My father was constantly making improvements on our cooler. Within a month he built a large cooler out of four powder boxes and some metal lathe to form a stronger box. This cooler was twice the size of our first one and twice as efficient. His work resulted in a much cooler house. Even my mother noticed the difference. Sometimes with summer temperatures reaching 119 degrees these primitive desert swamp coolers really made a difference in our lives. During the hottest part of the day my mother and I stayed indoors and she read to me or had me read.

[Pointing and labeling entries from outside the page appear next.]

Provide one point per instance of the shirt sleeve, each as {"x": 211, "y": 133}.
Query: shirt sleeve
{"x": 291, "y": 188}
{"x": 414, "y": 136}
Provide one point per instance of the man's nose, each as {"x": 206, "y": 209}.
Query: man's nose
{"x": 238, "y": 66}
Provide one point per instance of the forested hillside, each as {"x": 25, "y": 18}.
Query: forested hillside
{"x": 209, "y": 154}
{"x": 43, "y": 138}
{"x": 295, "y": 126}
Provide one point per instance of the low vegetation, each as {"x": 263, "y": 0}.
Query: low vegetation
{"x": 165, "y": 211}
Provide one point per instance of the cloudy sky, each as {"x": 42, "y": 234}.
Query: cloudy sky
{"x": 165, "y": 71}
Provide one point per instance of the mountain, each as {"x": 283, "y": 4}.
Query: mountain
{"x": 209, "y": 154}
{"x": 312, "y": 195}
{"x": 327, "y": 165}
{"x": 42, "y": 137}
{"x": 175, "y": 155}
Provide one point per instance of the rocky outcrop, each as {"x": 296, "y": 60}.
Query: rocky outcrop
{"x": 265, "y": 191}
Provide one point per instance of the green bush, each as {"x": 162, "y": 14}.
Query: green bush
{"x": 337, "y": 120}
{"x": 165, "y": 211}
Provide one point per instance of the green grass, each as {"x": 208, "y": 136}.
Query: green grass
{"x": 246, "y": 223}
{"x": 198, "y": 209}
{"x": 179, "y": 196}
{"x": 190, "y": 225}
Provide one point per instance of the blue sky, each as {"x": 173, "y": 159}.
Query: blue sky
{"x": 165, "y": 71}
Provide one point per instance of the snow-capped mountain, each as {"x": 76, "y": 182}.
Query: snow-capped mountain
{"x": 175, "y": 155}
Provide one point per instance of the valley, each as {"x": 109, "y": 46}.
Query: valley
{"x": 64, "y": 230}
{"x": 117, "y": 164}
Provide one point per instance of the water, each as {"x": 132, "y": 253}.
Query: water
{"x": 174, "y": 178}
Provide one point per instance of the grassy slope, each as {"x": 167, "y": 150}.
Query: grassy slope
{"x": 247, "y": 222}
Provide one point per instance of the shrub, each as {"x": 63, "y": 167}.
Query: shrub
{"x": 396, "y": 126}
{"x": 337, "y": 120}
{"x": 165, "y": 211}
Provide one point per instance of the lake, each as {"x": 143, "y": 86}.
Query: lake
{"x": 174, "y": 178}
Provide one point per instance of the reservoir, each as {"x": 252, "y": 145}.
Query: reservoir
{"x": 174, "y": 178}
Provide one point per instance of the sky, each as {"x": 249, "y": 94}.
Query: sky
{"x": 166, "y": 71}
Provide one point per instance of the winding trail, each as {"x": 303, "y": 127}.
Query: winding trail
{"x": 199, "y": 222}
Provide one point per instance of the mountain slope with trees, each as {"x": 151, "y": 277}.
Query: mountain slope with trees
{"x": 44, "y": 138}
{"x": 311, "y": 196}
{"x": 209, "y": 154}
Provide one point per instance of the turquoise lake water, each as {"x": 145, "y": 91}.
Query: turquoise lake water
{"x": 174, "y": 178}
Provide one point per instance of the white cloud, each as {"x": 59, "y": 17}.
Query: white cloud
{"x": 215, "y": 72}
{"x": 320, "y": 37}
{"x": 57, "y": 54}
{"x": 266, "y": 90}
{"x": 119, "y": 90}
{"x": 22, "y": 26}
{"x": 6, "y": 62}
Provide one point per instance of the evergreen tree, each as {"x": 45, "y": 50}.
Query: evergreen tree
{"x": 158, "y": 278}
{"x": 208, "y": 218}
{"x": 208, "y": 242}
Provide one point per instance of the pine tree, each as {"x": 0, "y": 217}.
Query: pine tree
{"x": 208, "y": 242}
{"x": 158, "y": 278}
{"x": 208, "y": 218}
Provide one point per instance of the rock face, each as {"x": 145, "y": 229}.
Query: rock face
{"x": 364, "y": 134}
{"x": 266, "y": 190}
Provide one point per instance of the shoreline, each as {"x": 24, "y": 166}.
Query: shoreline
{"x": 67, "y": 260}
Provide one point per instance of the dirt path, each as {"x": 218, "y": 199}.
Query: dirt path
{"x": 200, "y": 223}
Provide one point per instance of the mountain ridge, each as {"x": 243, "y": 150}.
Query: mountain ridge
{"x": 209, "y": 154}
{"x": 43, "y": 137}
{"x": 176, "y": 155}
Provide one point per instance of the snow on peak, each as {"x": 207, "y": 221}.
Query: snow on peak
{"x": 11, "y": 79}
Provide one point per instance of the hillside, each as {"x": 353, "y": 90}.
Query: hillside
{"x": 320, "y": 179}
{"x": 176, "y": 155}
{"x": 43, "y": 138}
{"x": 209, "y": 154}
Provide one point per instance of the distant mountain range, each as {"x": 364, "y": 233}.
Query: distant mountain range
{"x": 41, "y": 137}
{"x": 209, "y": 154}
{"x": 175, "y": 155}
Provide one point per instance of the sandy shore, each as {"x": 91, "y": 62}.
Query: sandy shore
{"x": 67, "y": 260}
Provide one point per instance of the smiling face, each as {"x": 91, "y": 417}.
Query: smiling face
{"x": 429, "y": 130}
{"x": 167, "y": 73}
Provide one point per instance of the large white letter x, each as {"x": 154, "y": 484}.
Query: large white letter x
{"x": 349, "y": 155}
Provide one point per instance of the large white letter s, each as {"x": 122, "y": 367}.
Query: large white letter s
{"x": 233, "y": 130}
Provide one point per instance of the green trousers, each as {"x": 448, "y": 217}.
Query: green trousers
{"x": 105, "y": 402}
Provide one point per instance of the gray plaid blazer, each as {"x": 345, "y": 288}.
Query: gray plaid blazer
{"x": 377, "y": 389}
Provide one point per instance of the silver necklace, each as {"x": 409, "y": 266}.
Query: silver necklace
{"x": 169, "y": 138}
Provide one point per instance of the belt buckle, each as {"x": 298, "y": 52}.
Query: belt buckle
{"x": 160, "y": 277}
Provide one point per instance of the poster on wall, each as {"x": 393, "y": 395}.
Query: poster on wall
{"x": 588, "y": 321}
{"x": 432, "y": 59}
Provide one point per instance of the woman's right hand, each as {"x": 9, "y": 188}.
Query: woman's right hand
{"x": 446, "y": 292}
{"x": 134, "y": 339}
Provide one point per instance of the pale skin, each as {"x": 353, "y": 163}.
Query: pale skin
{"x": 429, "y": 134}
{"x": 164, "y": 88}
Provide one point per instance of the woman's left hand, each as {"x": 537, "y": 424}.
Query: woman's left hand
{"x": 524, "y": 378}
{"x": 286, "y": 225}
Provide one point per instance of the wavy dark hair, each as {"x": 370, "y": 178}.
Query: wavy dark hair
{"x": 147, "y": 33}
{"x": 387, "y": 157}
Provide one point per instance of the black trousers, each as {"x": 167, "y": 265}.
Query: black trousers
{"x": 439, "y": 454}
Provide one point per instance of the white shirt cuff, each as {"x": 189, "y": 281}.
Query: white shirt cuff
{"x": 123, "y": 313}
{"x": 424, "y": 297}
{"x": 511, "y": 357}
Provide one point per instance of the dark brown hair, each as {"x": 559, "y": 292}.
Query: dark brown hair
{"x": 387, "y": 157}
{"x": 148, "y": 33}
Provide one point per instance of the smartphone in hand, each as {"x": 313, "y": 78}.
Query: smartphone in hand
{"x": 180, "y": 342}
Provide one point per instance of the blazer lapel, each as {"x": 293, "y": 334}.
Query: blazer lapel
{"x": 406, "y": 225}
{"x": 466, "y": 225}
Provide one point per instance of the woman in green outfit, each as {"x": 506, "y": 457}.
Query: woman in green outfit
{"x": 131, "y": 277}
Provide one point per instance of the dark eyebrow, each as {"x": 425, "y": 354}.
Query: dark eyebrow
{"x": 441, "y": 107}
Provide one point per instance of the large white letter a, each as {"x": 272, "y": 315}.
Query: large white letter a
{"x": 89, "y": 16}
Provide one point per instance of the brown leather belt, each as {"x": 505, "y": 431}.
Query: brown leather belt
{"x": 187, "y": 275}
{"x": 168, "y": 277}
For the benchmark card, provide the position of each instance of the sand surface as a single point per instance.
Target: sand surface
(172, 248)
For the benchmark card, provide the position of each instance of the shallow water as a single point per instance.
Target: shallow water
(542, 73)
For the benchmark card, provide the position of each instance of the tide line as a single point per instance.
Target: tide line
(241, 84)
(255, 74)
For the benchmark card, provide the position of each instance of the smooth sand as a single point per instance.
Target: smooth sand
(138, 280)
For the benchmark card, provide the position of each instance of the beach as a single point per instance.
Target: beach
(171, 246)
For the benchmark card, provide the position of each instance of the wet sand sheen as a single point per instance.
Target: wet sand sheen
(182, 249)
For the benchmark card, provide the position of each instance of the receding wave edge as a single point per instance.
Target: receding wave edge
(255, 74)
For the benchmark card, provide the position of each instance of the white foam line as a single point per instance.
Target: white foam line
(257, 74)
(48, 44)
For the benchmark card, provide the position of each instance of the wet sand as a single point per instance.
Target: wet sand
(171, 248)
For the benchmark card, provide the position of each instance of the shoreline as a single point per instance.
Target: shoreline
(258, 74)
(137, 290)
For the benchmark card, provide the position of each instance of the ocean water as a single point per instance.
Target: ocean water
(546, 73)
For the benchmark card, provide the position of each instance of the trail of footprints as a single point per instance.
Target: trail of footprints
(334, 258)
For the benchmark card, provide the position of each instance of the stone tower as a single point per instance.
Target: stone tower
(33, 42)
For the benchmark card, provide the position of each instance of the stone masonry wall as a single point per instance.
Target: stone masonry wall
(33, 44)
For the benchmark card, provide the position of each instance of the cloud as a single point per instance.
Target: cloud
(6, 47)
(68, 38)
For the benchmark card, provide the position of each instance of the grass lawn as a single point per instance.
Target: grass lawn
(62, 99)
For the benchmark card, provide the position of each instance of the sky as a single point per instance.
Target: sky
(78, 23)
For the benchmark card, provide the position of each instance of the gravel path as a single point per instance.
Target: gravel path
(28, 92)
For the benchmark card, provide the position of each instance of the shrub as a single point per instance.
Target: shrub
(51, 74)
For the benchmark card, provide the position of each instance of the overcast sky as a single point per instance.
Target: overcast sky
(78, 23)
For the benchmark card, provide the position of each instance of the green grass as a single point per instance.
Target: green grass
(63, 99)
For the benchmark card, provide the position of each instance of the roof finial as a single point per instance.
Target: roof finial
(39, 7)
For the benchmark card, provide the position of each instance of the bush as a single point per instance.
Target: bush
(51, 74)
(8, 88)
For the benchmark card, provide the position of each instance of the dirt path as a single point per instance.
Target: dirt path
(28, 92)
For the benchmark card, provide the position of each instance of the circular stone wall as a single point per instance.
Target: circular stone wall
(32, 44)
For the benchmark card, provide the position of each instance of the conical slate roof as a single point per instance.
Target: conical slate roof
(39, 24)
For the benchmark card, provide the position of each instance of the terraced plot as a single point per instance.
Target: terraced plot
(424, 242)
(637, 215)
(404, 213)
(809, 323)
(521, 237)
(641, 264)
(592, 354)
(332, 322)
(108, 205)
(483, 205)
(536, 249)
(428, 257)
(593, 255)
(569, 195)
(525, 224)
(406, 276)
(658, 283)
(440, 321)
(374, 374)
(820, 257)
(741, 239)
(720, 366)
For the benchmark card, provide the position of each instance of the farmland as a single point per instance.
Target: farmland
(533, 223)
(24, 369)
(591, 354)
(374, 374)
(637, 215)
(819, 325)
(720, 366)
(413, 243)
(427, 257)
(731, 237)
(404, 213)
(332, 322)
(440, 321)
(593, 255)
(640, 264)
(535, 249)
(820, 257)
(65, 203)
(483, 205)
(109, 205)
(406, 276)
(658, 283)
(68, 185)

A friend of my mother’s came by one day in the summer heat and she was amazed how cool our little cabin was. The following summer metal water coolers were being produced. We bought our first metal cooler in 1952 in Phoenix. During the 1950s there were a lot of recycled swamp coolers on the desert. Few people spent the summer on the desert in Apache Junction during the early 1950s. Even seasoned veterans like Barney Barnard traveled to cooler climates once the summer heat started.

We hauled all of our water in those days. I don’t remember exactly when the well on Octotillo Street was first in use, but I do know we picked up our water there in 1948. The well was located just north of Pappy Russell’s garage. Eventually they built a volunteer fire station, the Pinal County Sheriff’s Office and the justice court at the site. The desert dwellers of the day also carried “desert water bags” on the front of their cars. The old canvas water bags had been around since the Model T Ford. The bags were soaked in water then filled with water and hung on the front of the car. You could always depend on a cool drink of water from these simple water bags. Mother also kept an old Olla on the front porch wrapped in burlap soaked with water. The Olla was a simple method to keep water cool enough to drink. She always had a clean ladle available to dip the water out of the Olla. The water container was always covered with a lid to keep bees, wasps and flies out of it. The water was always cool after being outside in the heat.

Our life in the Apache Junction desert was bearable and we survived quite well. During the forties and early fifties we traveled in the early mornings or late evenings to avoid the heat of the day. We always had food, water and shelter. However our living conditions were quite primitive compared to today’s modern living with refrigeration. I would imagine Apache Junction and much of the valley wouldn’t exist today if it hadn’t been for the invention of refrigeration.

One of the most interesting things I recall as a child was a “window swamp cooler” for an automobile. My Aunt Nelllie lived in Chloride, Arizona in the 1940s. My Uncle Harvey was the hoist operator at the mine. Each summer Aunt Nellie and Uncle Harvey would come to Christmas for a visit.

Uncle Harvey had a friend of his rig up a blower fan operated by airflow in a tube with burlap around it. The burlap was kept moist and the blower, while the car was moving, would produce cool air. Of course it was mounted on Aunt Nellie’s side of the car. You might say Aunt Nellie in 1945, had one of the earliest passenger cooling devices in Arizona.